The Software version chosen is dependent upon what is deemed to be an acceptable level of risk. Can a company live with the anticipated level of bugs? Here are views on the stability of each Microsoft Software Version:
Here are my conservative views on the stability of each Software Version:
Software Stability: Community Technology Preview (CTP)
This is a preview of the proposed technology. It is a way to get feedback from the technical community, customers and partners during the development of a product.
Software Stability: The Beta Version
The Beta Version is not suitable for general users, and it should never be used in a production environment. Beta Versions are meant only for testing, training or authoring purposes – besides the bugs, the features are subject to change. By the time the Beta 3 version is available, the content should be reasonably firm.
Beta versions have a habit of corrupting older versions (including Beta releases) of the software. Load the Beta version onto a computer that does not contain any work of importance. For each new Beta release, be prepared to reload the Operating System, and start from scratch.
Software Stability: Release Candidate (RC)
The Release Candidate version is more stable than a Beta version – it is unlikely that any new features will be added. Most bugs will have been eliminated, but it is still subject to change. The Release Candidate Version should not be used by the general public, and definitely not in a production environment.
Software Stability: The Go-Live Version
This is a new category of software version. The pre-release can be used in a production environment - but there may still be a few bugs. The "Go-Live" release can be upgraded to the final RTM version.
Software Stability: Official Release – Release to Manufacture (RTM)
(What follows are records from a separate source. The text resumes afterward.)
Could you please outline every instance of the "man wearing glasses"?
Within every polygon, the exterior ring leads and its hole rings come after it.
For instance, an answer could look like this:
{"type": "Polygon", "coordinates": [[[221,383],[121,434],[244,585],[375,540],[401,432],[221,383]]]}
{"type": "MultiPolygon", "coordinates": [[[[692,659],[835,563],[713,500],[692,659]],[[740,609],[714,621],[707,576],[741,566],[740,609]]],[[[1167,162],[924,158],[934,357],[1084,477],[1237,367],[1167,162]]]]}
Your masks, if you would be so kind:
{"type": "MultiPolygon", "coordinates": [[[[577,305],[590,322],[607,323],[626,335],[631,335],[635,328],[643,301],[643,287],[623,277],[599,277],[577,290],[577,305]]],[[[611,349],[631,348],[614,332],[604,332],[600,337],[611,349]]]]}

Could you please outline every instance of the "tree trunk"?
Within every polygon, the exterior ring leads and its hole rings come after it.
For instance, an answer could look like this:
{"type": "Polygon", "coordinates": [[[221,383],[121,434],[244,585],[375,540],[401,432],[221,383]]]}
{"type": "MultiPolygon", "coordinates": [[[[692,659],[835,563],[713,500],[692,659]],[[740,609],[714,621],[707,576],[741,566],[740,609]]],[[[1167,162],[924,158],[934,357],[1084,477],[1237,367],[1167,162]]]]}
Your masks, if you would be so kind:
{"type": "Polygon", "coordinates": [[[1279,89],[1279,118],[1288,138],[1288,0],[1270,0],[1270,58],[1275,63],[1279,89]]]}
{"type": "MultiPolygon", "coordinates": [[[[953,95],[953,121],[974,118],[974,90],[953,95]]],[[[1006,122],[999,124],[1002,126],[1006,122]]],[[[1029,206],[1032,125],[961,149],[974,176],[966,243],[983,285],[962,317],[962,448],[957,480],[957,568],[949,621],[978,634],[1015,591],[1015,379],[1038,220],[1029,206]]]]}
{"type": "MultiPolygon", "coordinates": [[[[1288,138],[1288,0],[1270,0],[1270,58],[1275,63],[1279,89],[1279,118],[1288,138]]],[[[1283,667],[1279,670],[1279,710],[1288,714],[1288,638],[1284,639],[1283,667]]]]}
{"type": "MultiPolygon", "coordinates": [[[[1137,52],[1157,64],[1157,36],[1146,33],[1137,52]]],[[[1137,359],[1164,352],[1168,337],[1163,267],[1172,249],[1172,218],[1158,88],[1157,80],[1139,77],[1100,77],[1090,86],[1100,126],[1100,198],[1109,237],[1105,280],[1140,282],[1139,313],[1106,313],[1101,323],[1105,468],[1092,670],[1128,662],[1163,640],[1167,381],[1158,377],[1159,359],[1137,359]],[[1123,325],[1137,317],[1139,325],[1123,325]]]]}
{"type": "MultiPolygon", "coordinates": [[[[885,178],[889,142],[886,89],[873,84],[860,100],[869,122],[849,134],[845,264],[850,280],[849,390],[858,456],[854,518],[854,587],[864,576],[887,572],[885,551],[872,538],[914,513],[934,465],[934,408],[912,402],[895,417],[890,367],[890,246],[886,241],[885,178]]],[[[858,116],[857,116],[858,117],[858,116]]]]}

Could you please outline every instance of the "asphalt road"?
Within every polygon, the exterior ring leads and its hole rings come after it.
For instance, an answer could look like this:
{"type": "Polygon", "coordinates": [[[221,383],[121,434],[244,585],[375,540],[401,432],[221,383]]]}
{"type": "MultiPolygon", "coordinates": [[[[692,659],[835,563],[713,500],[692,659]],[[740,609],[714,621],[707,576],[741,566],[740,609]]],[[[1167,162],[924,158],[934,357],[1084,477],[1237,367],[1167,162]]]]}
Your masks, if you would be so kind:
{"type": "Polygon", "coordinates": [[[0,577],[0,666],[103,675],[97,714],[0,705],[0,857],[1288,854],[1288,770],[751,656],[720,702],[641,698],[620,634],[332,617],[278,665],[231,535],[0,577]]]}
This is when all the advertising ballyhoo starts. The product is now fully supported and reasonably stable, but there are still countless things that can go wrong. There could be problems with printers and devices, drivers, upgrading from older operating systems, inadequate hardware, software incompatibilities, etc, etc.
Software Stability: Service Pack (SP)
Due to the pressure for an early software release, a large number of problems usually need correcting in the first Service Pack.
It is a wise manager that will wait until the dust settles, and the feedback and fixes become available.
By the time Service Pack 3 is available, the software will be stable – if you can wait that long. And sometimes there will be no Service Pack 3 at all (let alone a Service Pack 2), as the next newest, shiniest and brightest (and buggy) software creation will be on offer instead.